Is the up tick before the purchase or after?
Do you think that every purchase gives an up tick and every sale gives a down tick? It doesn't. Look, buy at 27.95 volume 48501. The next tick is at the same price and also a buy, volume 3833. And the bid-ask prices after the last trade - did not change, as it was 27.93/27.95, and remains so.
You are writing something wrong. It doesn't have to change when you execute a trade.
First strong argument. Indeed the trades feed allows you to see whether the trade was initiated by the seller or the buyer. But let's come at it from the other side. It is not a problem to accumulate ticks in EA during the day, calculating volume per tick is also possible. Up tick is nothing else but buying on the market with the counterparty that has become a limit to sell, so the up tick was initialized by the buyer. Down tick is a sale on the market with a limit bid counterparty, so the dn tick was initialized by the seller. As we can see, by analyzing ticks we can fully restore the table of all deals. Further, remember that the table of all deals is stored for exactly 1 day. Therefore, the question of how to accumulate and analyze information with the table of trades is not solved. We need the same methods of information processing and storage on the history as without the table of deals.

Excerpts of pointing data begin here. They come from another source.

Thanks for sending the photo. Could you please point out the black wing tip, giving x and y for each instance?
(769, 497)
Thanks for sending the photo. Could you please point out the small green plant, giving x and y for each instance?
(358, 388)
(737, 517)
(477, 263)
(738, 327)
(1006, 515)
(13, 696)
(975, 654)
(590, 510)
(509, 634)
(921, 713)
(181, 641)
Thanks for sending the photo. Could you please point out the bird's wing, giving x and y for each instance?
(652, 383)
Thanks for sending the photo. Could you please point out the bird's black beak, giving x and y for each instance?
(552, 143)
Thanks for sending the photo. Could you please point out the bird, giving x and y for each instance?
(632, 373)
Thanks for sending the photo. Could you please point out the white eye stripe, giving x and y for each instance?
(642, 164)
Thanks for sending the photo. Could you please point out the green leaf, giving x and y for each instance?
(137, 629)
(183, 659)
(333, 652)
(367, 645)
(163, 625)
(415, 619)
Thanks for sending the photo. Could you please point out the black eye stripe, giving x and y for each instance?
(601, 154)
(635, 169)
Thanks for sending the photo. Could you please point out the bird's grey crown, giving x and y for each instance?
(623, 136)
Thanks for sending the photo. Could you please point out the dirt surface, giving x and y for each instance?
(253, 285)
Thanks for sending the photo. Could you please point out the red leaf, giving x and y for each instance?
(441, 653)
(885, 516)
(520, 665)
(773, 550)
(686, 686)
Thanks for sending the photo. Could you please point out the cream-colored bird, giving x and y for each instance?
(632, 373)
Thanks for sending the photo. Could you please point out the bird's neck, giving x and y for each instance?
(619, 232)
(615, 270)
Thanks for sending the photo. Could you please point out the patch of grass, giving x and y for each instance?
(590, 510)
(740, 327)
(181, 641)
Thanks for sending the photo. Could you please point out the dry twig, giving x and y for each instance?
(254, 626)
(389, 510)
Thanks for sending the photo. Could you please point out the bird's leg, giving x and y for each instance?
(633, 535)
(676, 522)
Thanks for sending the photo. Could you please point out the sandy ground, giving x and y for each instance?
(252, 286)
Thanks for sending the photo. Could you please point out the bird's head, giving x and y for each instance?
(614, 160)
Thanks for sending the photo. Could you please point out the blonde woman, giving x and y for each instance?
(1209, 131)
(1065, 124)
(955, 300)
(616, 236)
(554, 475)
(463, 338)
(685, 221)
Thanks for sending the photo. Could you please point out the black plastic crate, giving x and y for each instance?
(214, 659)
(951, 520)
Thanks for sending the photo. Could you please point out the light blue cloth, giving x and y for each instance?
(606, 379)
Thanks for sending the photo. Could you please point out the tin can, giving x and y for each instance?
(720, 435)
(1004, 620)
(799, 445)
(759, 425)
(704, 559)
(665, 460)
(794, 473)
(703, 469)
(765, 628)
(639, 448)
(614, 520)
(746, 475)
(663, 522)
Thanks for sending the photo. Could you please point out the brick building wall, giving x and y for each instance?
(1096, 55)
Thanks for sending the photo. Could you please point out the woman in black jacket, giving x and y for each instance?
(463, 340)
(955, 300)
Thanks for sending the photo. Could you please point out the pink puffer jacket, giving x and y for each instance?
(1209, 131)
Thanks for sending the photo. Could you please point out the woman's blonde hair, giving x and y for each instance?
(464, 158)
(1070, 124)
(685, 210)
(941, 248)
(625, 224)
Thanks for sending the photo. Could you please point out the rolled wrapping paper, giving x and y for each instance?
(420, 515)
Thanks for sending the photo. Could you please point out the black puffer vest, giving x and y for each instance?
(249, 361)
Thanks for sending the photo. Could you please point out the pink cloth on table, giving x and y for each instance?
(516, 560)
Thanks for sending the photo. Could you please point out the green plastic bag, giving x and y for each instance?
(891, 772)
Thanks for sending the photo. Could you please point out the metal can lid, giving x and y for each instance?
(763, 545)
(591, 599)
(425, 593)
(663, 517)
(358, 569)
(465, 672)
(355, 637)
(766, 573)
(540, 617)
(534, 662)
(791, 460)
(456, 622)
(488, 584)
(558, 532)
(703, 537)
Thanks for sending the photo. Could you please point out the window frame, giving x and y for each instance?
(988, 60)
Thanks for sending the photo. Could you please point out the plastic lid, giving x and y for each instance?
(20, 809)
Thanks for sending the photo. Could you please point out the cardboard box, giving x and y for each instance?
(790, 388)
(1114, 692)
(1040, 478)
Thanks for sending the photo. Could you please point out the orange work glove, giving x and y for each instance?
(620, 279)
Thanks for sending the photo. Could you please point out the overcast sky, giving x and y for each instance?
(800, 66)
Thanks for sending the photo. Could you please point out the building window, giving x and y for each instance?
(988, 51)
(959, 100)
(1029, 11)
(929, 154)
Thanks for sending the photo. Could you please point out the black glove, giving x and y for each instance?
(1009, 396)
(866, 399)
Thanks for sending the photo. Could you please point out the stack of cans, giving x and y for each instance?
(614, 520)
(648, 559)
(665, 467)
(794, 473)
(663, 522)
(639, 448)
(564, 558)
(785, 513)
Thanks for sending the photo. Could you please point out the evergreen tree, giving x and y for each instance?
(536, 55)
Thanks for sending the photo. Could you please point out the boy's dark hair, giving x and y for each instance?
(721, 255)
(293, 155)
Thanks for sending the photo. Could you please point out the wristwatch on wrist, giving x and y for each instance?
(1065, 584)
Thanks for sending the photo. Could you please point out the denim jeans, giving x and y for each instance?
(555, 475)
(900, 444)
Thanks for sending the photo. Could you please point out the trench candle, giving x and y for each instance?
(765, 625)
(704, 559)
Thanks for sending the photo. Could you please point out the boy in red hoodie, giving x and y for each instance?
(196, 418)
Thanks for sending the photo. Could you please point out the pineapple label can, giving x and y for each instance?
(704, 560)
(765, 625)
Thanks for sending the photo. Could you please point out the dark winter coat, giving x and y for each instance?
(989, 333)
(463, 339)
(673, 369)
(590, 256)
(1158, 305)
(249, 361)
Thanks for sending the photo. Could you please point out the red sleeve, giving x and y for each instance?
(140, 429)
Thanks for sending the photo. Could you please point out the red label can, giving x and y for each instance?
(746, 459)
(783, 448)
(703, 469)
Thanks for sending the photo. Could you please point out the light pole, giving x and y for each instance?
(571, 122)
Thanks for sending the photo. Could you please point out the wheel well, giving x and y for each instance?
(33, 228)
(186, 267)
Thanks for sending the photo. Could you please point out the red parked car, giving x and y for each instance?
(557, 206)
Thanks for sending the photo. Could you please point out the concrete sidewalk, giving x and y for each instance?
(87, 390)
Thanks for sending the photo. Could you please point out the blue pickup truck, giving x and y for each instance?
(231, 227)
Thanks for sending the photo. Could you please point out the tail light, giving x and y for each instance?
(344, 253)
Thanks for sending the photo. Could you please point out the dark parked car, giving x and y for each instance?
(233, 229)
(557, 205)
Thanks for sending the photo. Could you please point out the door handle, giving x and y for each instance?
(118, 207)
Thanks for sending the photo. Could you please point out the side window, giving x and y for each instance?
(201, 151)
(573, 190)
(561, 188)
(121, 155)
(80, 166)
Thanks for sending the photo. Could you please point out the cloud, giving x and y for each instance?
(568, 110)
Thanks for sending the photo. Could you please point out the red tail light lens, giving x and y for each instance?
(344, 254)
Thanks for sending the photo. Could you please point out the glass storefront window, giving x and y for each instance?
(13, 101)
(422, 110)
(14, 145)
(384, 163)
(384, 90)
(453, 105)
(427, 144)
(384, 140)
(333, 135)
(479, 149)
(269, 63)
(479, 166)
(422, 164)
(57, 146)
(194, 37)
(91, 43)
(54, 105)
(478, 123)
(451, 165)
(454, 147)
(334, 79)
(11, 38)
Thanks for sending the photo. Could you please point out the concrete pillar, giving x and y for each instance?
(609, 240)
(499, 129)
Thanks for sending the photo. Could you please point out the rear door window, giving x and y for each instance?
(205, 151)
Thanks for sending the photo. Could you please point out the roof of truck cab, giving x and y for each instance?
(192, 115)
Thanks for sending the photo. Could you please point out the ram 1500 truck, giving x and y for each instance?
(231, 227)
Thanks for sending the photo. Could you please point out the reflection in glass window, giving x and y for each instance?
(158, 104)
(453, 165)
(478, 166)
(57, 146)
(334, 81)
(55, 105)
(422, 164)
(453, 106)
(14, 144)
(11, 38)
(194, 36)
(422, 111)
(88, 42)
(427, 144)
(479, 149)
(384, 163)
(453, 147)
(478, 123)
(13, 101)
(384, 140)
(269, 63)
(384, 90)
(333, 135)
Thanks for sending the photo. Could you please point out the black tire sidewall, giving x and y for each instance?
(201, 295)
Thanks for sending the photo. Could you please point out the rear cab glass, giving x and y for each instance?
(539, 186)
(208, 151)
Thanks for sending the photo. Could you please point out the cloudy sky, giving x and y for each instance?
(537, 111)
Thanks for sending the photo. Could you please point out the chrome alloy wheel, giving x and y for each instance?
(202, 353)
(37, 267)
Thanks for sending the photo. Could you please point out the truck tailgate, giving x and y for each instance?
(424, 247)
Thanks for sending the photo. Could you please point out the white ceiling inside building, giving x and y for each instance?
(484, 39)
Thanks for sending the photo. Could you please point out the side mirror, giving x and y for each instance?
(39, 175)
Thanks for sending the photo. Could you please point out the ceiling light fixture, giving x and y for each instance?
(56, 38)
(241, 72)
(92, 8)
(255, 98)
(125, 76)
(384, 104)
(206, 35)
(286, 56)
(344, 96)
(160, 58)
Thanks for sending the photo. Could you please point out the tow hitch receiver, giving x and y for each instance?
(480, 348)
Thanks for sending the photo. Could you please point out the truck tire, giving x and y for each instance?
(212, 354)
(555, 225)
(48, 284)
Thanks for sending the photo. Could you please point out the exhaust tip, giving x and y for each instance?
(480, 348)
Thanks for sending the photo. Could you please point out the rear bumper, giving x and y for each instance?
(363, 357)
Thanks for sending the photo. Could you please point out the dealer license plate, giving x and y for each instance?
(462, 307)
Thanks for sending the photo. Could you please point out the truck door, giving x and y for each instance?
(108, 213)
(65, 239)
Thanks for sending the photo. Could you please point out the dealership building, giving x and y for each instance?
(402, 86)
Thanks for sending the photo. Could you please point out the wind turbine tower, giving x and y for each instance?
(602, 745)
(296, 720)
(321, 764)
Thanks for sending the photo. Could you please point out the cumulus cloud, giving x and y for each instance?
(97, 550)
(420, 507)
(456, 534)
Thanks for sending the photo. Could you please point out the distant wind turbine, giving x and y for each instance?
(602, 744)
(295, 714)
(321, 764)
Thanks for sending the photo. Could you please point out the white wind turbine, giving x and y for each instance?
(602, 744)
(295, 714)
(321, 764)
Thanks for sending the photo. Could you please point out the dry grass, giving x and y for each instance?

depends on whether the market entry overlaps the best buy/sell volume, if not, the next tick will stay there,
Let's say we buy, the whole offer was not covered, the offer went lower, the next purchase will be lower, i.e. the price goes down, but the actual purchase is going on (as one of the possible options)
Wouldn't it be easier just to give the raw data and let the traders decide for themselves what they want and what they don't want?
It depends on whether the market entry overlaps the best buy/sell volume, if not, the next tick will remain there,
let's say we buy, the whole offer is not covered, the offer has gone lower, the next buy will be lower, i.e. the price goes down, but in fact we are buying (as one of the possible options)
You don't have to. In this case, combine the volume of two ticks into one and assign the direction of the second tick equal to the first. By the way, I wonder if your program will find cases when two ticks on the same level are initiated by different parties? And if it finds it, what percentage of these ticks from the total volume?
By the way, I wonder if your program will find cases when two ticks on the same level will be initiated by different parties? And if it does, what percentage of these ticks are in the total volume?
You mean there was a buy at one price and a sell at the same price?
What would then those who put in limiters and form bid/ask make money on?
It happens when the spread is very narrow and the price moves in such a way that on the next tick the bid became equal to the previous ask (in this case the price moved up), like this
bid/ask 22.72/22.77, someone bought, they will sell at 22.77, price went up, bid/ask became 22.77/22.79, someone sold, they will buy at 22.77.
In general, it is a rare situation, and even if it happens, I don't see what is so remarkable about it.